Aliases: W32/Bitter
Variants: N/A

Classification: Malware
Category: Computer Worm

Status: Inactive
Spreading: Slow
Geographical info: N/A
Removal: Easy
Platform: W32
Discovered: 13 Oct 2004
Damage: Low

Characteristics: The worm W32.Bitter is a malware that can spread via peer to peer file sharing networks. It was created with the use of a constructor kit and it is able to inject itself to other running processes in the infected machine.

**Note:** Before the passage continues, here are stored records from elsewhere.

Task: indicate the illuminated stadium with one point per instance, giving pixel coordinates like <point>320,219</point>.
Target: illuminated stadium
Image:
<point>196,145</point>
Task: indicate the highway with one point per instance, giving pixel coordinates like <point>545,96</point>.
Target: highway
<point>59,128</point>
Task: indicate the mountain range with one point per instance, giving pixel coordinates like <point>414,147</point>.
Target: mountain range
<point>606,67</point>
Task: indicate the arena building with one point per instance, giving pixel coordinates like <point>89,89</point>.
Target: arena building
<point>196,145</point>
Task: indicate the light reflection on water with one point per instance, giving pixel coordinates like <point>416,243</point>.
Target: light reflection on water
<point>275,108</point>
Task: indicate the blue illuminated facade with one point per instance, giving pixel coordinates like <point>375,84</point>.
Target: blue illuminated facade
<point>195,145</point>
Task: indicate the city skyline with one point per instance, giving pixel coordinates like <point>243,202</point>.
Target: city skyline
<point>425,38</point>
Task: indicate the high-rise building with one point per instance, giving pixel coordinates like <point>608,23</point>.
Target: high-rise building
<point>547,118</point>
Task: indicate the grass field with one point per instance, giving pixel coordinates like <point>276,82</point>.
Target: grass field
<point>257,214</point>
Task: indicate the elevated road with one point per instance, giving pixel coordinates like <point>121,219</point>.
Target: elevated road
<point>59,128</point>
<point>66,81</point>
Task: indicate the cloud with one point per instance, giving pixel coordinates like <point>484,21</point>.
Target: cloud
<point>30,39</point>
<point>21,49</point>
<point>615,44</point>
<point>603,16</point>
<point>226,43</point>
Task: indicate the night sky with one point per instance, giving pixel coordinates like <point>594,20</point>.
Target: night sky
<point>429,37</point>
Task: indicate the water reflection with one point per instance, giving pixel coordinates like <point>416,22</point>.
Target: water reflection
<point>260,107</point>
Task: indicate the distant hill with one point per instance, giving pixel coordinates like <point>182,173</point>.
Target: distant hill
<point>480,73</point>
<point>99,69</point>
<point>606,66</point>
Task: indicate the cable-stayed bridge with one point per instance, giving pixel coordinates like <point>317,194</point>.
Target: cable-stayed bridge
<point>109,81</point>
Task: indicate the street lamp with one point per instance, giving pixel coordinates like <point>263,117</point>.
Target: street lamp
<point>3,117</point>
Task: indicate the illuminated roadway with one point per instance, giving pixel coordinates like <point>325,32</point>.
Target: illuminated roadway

More details about W32.Bitter

Propagating through file-share networks, the W32.Bitter worm is produced by a constructor kit. It has the ability to inject itself into other processes.When installed in the computer system, the W32.Bitter worm will copy itself as the win32exec.exe in the C:\ Windows folder. It then drops the wini32.dll and EliRt.dll files in the C:\ windows\ system folder and the tmp.tmp in the C:\ Windows\ Temp folder. Next, the worm will add the “load” = %Windir%\ win32exec.exe to a certain registry key so that it can run every time Windows boots up. The W32.Bitter worm will perform a shot of procedures which will depend on the constructor kit utilized to create the worm. These procedures may include injecting entries into Microsoft Internet Explorer or Notepad processes, downloading and running a file in the event that it locates a webcam, and removing the original file it executed. It may likewise inform a remote hacker of its existence via a Web portal in the ICQ.com domain and be configured to run only on a predefined date.

The W32.Bitter worm will also copy itself in the Shared Folder of peer to peer applications (if any is installed in the infected machine) such as KaZaa, Morpheus, Grokster, KaZaa lite, Bearshare, ICQ, Limewire, gnucleus, Edonkey2000, rapigator and Ares. Turn off the System Restore function to remove this virus especially if the system is running on Windows XP or ME. Update the antivirus program’s virus definitions and then reboot the PC in VGA or Safe mode. Next, go to the Registry Editor and then delete the registry key values this program added in the system.